03 February 2009 22:50 [Source: ICIS news]
SAN FRANCISCO (ICIS news)--The European biodiesel industry is riddled with so many self-inflicted problems, its anti-dumping complaints could fail against US producers, a lawyer said on Tuesday.
The European Biodiesel Board (EBB) filed anti-dumping complaints with the European Commission in June, alleging that the US biodiesel industry unfairly benefited from their nation's $1/gal (€021/litre) blending credit.
In making a ruling, the governing body has to discover whether US trade practices as a whole caused “material damage” to EU biodiesel producers, said Duane Layton, who is representing some of the US biodiesel producers that the EC is investigating.
That process could be complicated by what Layton described as several self-inflicted wounds in the European biodiesel industry market, including problems with feedstock, tax policy and too much capacity.
“Are your exports in totality causing injury to European biodiesel industry?” he asked the audience at the Biodiesel Conference in San Francisco. “Also, rapeseed is more expensive than soybeans. These things have nothing to do with your exports.”
The US produced 700m gal (2.65bn litres) of biodiesel in 2008, sending the vast majority of it to Europe. The uncertainty over the Commission’s case and Germany’s proposal to limit US imports due to sustainability issues has led to a sharp drop in US biodiesel exports to Europe in the fourth quarter of 2008.

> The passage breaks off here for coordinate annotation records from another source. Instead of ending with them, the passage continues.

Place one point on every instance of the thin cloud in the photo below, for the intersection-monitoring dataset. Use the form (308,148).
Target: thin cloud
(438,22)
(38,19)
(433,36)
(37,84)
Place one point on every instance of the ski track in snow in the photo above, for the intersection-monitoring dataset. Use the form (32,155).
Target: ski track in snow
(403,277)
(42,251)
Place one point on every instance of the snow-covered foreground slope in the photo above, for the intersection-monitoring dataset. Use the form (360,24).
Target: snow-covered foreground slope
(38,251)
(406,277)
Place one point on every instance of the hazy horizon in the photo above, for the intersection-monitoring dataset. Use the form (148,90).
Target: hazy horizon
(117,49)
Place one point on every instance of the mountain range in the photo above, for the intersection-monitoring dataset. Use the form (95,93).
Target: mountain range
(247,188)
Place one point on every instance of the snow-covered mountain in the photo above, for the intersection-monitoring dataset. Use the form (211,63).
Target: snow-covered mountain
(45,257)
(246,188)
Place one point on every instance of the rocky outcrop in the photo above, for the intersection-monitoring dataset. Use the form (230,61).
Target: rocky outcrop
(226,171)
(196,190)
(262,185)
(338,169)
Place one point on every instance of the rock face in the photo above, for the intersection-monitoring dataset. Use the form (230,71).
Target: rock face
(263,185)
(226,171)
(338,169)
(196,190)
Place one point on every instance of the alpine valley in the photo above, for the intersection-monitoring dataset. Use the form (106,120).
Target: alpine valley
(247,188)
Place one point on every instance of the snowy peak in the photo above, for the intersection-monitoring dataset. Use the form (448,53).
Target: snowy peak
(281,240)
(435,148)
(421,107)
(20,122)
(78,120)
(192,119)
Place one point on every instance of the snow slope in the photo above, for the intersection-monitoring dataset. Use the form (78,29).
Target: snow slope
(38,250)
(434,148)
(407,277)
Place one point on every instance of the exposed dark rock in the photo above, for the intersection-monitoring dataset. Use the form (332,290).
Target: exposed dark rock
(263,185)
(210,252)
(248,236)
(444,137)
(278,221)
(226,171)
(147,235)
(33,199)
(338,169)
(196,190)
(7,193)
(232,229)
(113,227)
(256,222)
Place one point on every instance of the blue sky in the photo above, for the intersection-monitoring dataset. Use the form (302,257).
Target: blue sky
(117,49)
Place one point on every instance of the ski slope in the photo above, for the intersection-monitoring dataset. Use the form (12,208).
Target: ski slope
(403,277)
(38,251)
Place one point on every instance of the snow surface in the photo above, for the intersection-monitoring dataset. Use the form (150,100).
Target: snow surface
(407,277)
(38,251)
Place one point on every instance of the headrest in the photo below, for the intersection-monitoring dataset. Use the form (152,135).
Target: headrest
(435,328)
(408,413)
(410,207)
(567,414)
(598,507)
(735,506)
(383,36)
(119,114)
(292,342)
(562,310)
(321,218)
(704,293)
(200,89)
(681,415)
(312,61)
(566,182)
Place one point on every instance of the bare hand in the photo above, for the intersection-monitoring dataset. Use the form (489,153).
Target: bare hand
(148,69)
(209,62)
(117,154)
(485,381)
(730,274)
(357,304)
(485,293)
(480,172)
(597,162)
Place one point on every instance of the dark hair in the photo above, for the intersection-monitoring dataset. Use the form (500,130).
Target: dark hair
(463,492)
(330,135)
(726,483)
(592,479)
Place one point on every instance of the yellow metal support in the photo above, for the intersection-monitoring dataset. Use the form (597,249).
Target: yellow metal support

Layton said EC investigators just finished collecting information from US producers last week and has signalled it may delay issuing its preliminary report, which was originally due on 13 February.
C Phillip Riedel, biofuels research manager at LMC International, said the European market was in a “homemade crisis” that had little to do with US imports.
Spurred by government biodiesel demand forecasts, producers jumped into the market and brought capacity to 7.8bn gal/year by 2008. That production level was what the EU forecast for 2020.
Also in 2008, EU lawmakers increased the energy tax on pure biodiesel (B100) from €0.07/litre in January to €0.18/litre in October. This stalled demand and led to 4.5bn gal of idled biodiesel production, Riedel said.
“There’s fundamental problems in the European industry,” he said.